In einem zweiten Schritt – Bundesgesundheitsminister Karl Lauterbach (SPD) spricht von einer zweiten „Säule“ – soll dann in Modellregionen eine weitgehende Legalisierung von Cannabis ausprobiert werden. Dann soll Hanf auch in lizenzierten Geschäften wie Apotheken gekauft werden können. Interesse an den versprochenen Modellversuchen äußerten bereits viele Städte, etwa Berlin, Bremen, Hamburg und Köln. Eine offizielle Bewerbung ist aber noch nicht möglich.

Zwar verbietet ein EU-Rahmenbeschluss von 2004 den Anbau und Verkauf von Drogen, inklusive Cannabis. Dort gibt es aber eine ausdrückliche Ausnahme für den „persönlichen Konsum“, wenn dies im nationalen Recht vorgesehen ist. Deshalb konzentriert sich der erste Schritt der Cannabislegalisierung gänzlich auf den Eigengebrauch.

Fehler der Niederlande vermeiden

Schwieriger wird es im zweiten Schritt, wenn auch der kommerzielle Anbau und Verkauf legalisiert werden sollen. Deshalb sind hier zunächst nur fünfjährige regionale Modellversuche geplant. Hierbei soll wissenschaftlich untersucht werden, ob eine Legalisierung letztlich dem Gesundheitsschutz mehr dient, da in den lizenzierten Geschäften Ware von geprüfter und gleichbleibender Qualität verkauft wird.

Die Hoffnung besteht auch, dass so die organisierte Kriminalität aus dem Cannabishandel zurückgedrängt werden kann. Man will den Fehler der Niederlande vermeiden, wo der Verkauf von Cannabisprodukten in Coffee-Shops zwar geduldet ist, die Lieferkette dorthin aber illegal blieb, wovon im Nachbarland vor allem die Organisierte Kriminalität profitierte.

Erst wenn das nun vorliegende Cannabisgesetz beschlossen ist, will Lauterbach Eckpunkte und einen Gesetzentwurf für die zweite Säule vorlegen. Erst dann will der Minister auch die EU-Kommission förmlich einbinden, indem er den Gesetzentwurf in Brüssel notifiziert, das heißt zur Prüfung vorlegt. Durch die enge Absprache soll eine Klage der EU-Kommission beim Europäischen Gerichtshof vermieden werden. Parallel will die Bundesregierung mit anderen EU-Staaten wie Portugal auch eine Lockerung des EU-Rahmenbeschlusses erreichen.

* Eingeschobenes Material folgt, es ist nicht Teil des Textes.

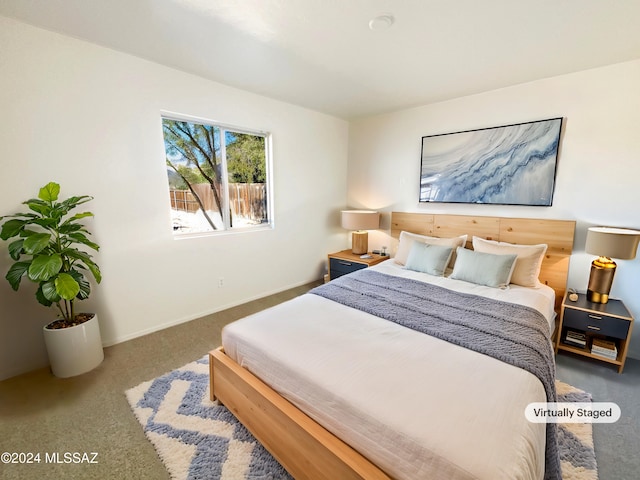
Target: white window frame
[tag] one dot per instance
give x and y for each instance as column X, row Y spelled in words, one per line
column 223, row 128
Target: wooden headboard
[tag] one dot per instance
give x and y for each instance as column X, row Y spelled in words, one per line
column 557, row 234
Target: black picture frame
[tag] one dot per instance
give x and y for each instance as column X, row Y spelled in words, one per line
column 507, row 165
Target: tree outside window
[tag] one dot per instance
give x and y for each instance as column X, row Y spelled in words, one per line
column 216, row 185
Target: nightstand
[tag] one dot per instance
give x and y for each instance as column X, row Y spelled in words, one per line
column 341, row 263
column 586, row 327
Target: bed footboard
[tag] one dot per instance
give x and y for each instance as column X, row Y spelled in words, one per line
column 302, row 446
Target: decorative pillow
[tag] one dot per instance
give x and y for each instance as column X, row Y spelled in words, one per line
column 528, row 263
column 484, row 268
column 431, row 259
column 407, row 239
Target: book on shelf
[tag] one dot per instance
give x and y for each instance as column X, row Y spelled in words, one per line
column 576, row 338
column 604, row 348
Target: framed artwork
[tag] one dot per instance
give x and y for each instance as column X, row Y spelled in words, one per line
column 507, row 165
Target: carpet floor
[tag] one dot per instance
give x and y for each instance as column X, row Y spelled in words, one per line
column 199, row 439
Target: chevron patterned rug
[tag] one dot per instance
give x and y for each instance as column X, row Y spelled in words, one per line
column 200, row 439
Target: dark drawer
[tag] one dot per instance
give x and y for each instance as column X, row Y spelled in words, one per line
column 596, row 323
column 339, row 267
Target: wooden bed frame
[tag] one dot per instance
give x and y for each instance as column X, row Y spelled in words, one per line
column 304, row 447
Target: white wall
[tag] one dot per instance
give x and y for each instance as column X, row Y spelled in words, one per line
column 89, row 118
column 598, row 169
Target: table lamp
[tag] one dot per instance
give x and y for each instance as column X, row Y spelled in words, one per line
column 359, row 221
column 608, row 242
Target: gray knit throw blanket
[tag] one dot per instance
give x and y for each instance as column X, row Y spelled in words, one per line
column 512, row 333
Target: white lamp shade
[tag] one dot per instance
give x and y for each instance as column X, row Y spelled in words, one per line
column 360, row 220
column 611, row 242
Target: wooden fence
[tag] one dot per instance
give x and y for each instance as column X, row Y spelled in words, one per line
column 247, row 200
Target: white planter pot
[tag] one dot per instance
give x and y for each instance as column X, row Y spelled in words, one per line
column 75, row 350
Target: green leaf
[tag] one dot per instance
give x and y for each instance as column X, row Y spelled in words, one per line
column 34, row 244
column 50, row 192
column 49, row 292
column 85, row 258
column 38, row 206
column 44, row 267
column 15, row 273
column 85, row 286
column 81, row 238
column 41, row 297
column 15, row 249
column 11, row 228
column 66, row 286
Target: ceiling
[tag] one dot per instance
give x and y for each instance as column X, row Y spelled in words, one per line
column 321, row 54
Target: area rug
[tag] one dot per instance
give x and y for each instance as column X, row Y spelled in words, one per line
column 199, row 439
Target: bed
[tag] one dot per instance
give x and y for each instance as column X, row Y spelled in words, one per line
column 333, row 390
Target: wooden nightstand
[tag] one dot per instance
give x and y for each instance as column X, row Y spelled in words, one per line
column 341, row 263
column 609, row 322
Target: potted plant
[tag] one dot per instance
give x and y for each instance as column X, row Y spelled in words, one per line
column 49, row 248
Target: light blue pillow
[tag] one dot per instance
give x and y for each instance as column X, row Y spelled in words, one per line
column 427, row 258
column 483, row 268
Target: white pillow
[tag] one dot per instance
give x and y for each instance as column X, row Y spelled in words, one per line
column 407, row 239
column 431, row 259
column 528, row 263
column 484, row 268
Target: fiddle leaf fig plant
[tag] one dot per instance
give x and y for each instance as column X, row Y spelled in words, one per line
column 49, row 248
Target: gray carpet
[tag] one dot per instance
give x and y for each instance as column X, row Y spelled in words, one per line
column 617, row 445
column 198, row 439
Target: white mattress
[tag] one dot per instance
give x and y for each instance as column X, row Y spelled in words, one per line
column 416, row 406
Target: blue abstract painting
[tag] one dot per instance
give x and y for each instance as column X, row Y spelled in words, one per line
column 508, row 165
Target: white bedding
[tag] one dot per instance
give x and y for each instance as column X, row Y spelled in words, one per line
column 416, row 406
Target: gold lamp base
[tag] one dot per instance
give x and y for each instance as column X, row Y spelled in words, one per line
column 360, row 242
column 600, row 280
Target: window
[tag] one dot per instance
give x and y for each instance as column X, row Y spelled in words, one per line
column 218, row 176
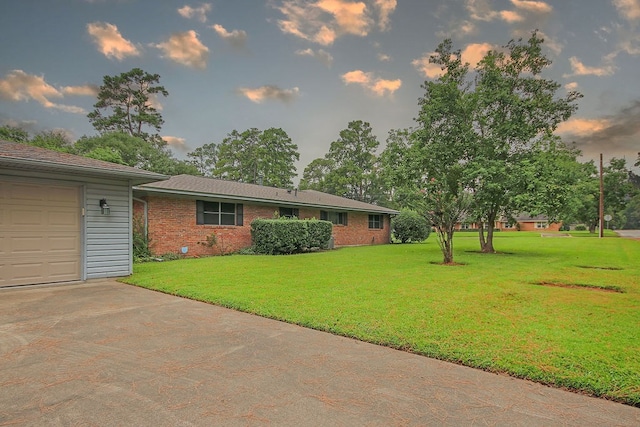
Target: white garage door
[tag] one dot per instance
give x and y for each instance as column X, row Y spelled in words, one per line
column 39, row 233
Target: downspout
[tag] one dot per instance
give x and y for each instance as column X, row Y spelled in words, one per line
column 146, row 217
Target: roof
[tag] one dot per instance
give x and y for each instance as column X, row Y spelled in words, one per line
column 188, row 185
column 27, row 157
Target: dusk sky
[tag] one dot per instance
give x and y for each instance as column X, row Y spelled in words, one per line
column 307, row 66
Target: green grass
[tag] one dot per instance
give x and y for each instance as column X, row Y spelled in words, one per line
column 489, row 312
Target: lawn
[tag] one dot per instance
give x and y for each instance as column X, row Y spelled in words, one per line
column 580, row 330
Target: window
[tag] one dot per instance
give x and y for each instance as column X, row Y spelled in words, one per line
column 289, row 212
column 218, row 213
column 339, row 218
column 376, row 221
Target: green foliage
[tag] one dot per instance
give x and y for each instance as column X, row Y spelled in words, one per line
column 13, row 134
column 410, row 226
column 253, row 156
column 288, row 236
column 349, row 169
column 489, row 313
column 125, row 104
column 122, row 148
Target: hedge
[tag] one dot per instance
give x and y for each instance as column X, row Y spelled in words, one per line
column 288, row 236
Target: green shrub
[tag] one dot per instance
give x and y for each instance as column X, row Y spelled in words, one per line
column 410, row 226
column 288, row 236
column 319, row 233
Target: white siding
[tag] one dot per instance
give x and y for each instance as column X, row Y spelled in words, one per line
column 108, row 237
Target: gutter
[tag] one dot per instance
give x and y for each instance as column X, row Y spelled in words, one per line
column 46, row 165
column 266, row 201
column 146, row 216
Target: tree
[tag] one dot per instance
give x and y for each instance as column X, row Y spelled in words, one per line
column 13, row 134
column 349, row 169
column 410, row 226
column 125, row 104
column 398, row 172
column 514, row 108
column 314, row 176
column 618, row 190
column 122, row 148
column 253, row 156
column 204, row 158
column 444, row 146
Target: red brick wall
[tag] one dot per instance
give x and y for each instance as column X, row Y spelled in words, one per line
column 357, row 231
column 172, row 226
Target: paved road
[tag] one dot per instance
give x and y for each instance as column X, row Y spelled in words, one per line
column 633, row 234
column 108, row 354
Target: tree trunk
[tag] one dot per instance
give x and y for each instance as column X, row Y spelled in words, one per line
column 483, row 242
column 448, row 248
column 488, row 245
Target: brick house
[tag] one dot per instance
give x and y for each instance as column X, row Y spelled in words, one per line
column 179, row 214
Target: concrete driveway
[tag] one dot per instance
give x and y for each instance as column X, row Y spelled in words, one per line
column 107, row 354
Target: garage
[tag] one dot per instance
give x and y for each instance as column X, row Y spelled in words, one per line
column 64, row 217
column 40, row 240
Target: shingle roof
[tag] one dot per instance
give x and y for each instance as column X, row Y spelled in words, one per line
column 28, row 157
column 217, row 188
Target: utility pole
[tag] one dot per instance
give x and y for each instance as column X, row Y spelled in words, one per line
column 601, row 210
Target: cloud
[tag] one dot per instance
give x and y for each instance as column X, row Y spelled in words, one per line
column 110, row 42
column 375, row 85
column 427, row 69
column 615, row 135
column 628, row 9
column 471, row 54
column 20, row 86
column 236, row 38
column 323, row 21
column 474, row 53
column 321, row 55
column 571, row 86
column 385, row 9
column 199, row 13
column 268, row 92
column 176, row 142
column 186, row 49
column 579, row 69
column 85, row 90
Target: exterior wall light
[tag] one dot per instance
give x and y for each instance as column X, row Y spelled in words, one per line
column 104, row 207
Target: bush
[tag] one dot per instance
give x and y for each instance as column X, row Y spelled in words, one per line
column 288, row 236
column 410, row 226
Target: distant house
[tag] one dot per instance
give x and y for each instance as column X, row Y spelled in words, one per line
column 523, row 222
column 179, row 214
column 64, row 217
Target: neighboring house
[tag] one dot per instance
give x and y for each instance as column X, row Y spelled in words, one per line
column 523, row 222
column 526, row 222
column 180, row 214
column 64, row 217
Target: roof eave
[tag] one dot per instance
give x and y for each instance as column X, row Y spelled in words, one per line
column 260, row 200
column 142, row 177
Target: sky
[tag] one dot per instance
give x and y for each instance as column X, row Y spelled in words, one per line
column 307, row 66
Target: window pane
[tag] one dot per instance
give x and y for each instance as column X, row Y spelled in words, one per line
column 211, row 218
column 228, row 219
column 228, row 208
column 210, row 206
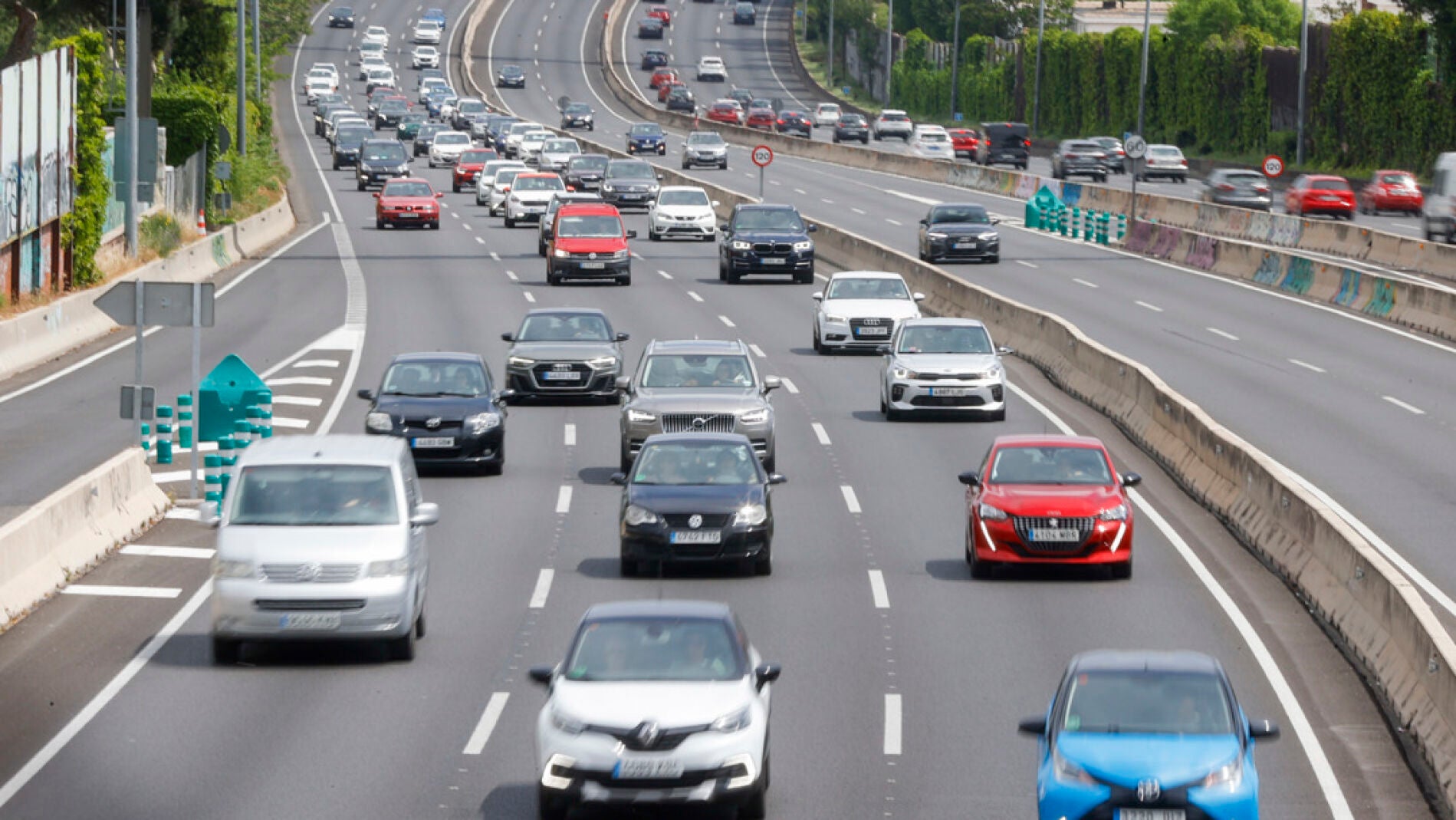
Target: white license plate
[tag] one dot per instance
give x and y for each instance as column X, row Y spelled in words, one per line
column 696, row 536
column 311, row 621
column 1053, row 533
column 647, row 769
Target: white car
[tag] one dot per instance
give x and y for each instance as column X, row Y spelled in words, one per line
column 826, row 114
column 712, row 69
column 447, row 147
column 682, row 210
column 861, row 309
column 659, row 701
column 426, row 58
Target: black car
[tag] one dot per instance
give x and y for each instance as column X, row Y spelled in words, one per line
column 578, row 115
column 584, row 173
column 510, row 77
column 445, row 405
column 695, row 497
column 380, row 160
column 958, row 230
column 766, row 239
column 852, row 127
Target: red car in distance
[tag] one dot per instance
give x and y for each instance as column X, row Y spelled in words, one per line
column 1392, row 191
column 406, row 200
column 1321, row 194
column 1049, row 500
column 469, row 165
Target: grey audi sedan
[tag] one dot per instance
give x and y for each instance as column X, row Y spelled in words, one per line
column 696, row 387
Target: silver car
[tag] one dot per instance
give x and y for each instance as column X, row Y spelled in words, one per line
column 564, row 353
column 322, row 536
column 942, row 364
column 698, row 385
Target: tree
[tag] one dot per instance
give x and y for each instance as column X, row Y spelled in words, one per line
column 1196, row 21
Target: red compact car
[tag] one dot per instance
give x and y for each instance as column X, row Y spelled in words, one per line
column 1049, row 500
column 1392, row 191
column 1321, row 194
column 469, row 165
column 406, row 201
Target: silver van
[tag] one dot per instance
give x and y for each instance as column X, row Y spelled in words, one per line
column 320, row 538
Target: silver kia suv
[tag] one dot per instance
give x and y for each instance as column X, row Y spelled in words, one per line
column 696, row 385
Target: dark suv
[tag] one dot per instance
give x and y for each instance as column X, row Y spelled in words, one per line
column 766, row 239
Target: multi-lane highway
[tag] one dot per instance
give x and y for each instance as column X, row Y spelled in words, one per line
column 903, row 679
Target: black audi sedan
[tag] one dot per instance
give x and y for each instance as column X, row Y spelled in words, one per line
column 445, row 405
column 696, row 497
column 958, row 230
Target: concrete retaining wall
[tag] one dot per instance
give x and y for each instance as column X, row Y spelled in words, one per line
column 51, row 331
column 74, row 528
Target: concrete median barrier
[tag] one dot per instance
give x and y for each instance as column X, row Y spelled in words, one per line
column 72, row 529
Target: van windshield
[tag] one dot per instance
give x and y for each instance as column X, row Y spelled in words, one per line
column 286, row 496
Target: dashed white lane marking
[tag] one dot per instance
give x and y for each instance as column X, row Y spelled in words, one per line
column 482, row 730
column 168, row 551
column 542, row 589
column 1402, row 405
column 877, row 589
column 121, row 591
column 893, row 724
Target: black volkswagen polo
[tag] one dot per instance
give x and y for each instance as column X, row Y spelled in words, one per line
column 445, row 405
column 693, row 497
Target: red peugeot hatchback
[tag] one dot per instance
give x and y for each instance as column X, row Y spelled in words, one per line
column 1049, row 500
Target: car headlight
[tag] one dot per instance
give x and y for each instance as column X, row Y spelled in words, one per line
column 1114, row 515
column 989, row 513
column 733, row 721
column 636, row 516
column 751, row 515
column 482, row 421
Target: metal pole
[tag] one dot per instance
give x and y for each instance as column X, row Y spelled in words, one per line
column 133, row 156
column 1303, row 61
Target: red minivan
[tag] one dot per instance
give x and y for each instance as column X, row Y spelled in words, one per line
column 590, row 242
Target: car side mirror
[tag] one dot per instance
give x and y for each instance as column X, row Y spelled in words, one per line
column 426, row 513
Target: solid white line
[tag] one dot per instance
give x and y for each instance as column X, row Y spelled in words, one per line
column 168, row 551
column 121, row 591
column 877, row 589
column 542, row 589
column 1402, row 405
column 482, row 730
column 893, row 723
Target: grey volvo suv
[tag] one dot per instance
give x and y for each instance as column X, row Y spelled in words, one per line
column 696, row 385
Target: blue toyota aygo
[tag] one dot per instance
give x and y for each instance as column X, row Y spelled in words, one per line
column 1146, row 736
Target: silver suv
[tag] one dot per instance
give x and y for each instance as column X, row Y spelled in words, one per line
column 696, row 387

Neben dem EU-Recht verweisen Kritiker der Cannabis-Legalisierung auch auf das Völkerrecht. Deutschland hat mehrere Verträge unterzeichnet und ratifiziert, die auch Cannabis als illegale Droge einstufen, zuletzt das Suchtstoff-Übereinkommen von 1988. Danach ist auch der Besitz von Drogen „für den persönlichen Gebrauch“ zu bestrafen – es sei denn, die „Rechtsordnung“ des jeweiligen Staates spricht dagegen.

Die vorausschauende damalige Bundesjustizministerin Sabine Leutheusser-Schnarrenberger (FDP) hatte allerdings 1993 dafür gesorgt, dass Deutschland bei der Ratifizierung des Suchtstoff-Übereinkommens eine Interpretationserklärung abgibt, wonach die deutsche Rechtsordnung „einem Wandel unterliegen“ kann. Auf diese Erklärung von 1993 beruft sich nun auch die Bundesregierung, wenn sie feststellt, dass das Cannabisgesetz mit dem Völkerrecht „vereinbar“ sei.